Create a Jira issue - Cluster

  • Updated on Mar 10, 2025
  • Published on Oct 8, 2024
Prev Next

This recipe will trigger whenever a cluster is created on Hunters, creating a corresponding Jira issue in your Jira instance. This will help you keep your Jira service desk project updated and synced with the Hunters SOC platform.

📘Note

This process requires Jira admin permissions. Make sure you have those enabled before starting.

To create a Jira issue for a cluster:

Step 1: Set up Jira

1. Create custom fields

📘 Note

This process requires Jira admin permissions. Make sure you have those enabled before starting.

  1. From your Jira settings, select Issues.

  2. From the left-side menu, navigate to Custom fields and then click Create custom field.

  3. Create the following custom fields:

    Field name

    Type

    Values

    Cluster UUID

    Short text

    Detector

    Short text

    Leads in cluster

    Number

    Lead UUID

    Short text

    Link to cluster

    Short text

    Incident Statistic

    Short text (Read only)

    Investigation state

    Select list (Single choice)

    Initial

    In progress

    Ignored

    Completed

2. Create a Jira project

  1. Open Jira and navigate to Projects > Create project.

  2. From the project templates list, select Service management and then select Blank project.

  3. On the next page click on Create blank project.

  4. Under Project type, select a company-managed project and finalize the project creation.

3. Create a request type and assign fields

  1. From your new project, navigate to Project settings.

  2. Now, navigate to Request types > Create request type > Create blank.

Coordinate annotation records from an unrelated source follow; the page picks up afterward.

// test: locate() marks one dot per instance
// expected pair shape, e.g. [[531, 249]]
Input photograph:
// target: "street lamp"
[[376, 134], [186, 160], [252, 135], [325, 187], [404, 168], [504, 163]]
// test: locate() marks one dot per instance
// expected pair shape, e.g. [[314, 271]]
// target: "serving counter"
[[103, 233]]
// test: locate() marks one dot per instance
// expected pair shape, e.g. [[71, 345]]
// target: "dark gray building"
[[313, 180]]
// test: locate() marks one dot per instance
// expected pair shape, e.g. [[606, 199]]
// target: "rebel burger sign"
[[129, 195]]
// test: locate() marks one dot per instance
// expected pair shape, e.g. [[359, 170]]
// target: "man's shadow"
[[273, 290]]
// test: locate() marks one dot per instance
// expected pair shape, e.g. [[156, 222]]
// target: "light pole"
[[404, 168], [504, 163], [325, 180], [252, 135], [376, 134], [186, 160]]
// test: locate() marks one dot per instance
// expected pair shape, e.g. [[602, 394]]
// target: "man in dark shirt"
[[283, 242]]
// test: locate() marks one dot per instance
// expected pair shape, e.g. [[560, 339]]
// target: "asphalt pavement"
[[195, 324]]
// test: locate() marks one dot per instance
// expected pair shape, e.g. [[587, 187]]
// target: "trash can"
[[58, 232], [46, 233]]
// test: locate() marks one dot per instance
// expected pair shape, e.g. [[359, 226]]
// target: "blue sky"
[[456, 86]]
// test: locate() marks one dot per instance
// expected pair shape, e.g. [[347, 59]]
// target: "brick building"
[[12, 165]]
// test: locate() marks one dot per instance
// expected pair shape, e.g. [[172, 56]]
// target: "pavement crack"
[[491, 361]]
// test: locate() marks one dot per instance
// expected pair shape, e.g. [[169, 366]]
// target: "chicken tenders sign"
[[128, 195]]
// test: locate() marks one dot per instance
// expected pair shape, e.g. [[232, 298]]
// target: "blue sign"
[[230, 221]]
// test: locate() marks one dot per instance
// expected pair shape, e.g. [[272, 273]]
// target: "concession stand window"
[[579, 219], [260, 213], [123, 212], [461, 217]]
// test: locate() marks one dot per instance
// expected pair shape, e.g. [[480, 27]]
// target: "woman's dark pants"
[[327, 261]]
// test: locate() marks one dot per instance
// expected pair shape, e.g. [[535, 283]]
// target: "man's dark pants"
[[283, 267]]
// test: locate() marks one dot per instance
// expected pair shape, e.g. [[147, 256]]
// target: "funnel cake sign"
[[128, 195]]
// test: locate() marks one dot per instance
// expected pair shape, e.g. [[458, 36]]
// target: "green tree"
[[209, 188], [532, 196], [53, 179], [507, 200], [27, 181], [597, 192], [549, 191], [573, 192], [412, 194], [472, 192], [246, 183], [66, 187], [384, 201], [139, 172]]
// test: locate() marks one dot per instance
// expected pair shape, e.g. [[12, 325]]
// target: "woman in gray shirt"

  3. Create a new request type with the following details and then click Add:

    • Name - Incident

    • Portal group - General

    • Issue type - Task

  4. Add the following custom fields to the Incident request type by dragging and dropping them from the right-side Fields panel, and click on Save changes:

    • Link to cluster

    • Cluster UUID

    • Detector

    • Leads in cluster

  5. Navigate to the Issue view tab and drag and drop the Incident Statistic field into the Description fields section. Then click on Save changes.

  6. From your project settings, navigate to Issue types and click Sub-task.

  7. Change the view to Fields view and scroll all the way down the list.

  8. From the Select field… dropdown list, select the following fields to add them to the Sub-task:

    • Detector

    • Lead UUID

    • Investigation state

4. Create Jira automation

  1. From your new project, navigate to Project settings.

  2. Now, navigate to Automation and click on Create rule.

  3. Click Rule details and name the rule Statistics Calculation.

  4. Click the trigger step to return to the rule setup. Search for and select the Issue updated trigger and then click Next.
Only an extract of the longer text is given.